So how do you know if you’re a serious writer, if you have talent, if you aren’t wasting your time?  You can never know these things relative to what people say or how much money you’re making off your work or whether the gatekeepers and critics deem you worthy.  You can know whether the act of writing sometimes makes you feel good.  And in that feeling, there may be a quiet, personal meaning.  And if you write regularly, you may embody that meaning such that it becomes part of your life, a way of life.  And then you can stop asking questions that originate in commercial and social status anxiety instead of in the metaphysics of the creative process.

 

The Library Might Burn

There are libraries in this world so beautiful that the visitor can almost believe humanity has a chance.  One thinks of sweeping architecture, polished stone, cool quiet atriums, deep stacks, the smell of old paper.  One imagines a certain reverence for knowledge, for words and learning, in a place dedicated to the best of what we are. 

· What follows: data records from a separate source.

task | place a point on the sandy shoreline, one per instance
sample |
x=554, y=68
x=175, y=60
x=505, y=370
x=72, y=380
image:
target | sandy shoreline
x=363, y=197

Even the dingiest, poorest library can convey that sacredness, which is nondenominational and therefore inherently optimistic.  In that sense, a library can be an island of decency, democracy, and culture in an unkind world.  Unfortunately, decency, democracy, and culture seem to be on the wane.  I believe I’ve already written enough about that.

The libraries, which is to say structures committed to the veneration of knowledge, can burn if that’s what the people want.  And I’m no longer interested in arguing that they must be preserved, that humanistic inquiry lies at the heart of the democratic ideal.  I’m no longer interested in trying to develop some taxonomy of toxic political subdivisions or in outlining the internecine schisms that have come into being across the current spectrum. Nor am I interested in the pushback, the spite, the purity spirals that must lead to deeper ignorance and iconoclasm.  Those things will be obvious to the reader already or they won’t.  And if they aren’t obvious, no one will enjoy reading about them for the first time here.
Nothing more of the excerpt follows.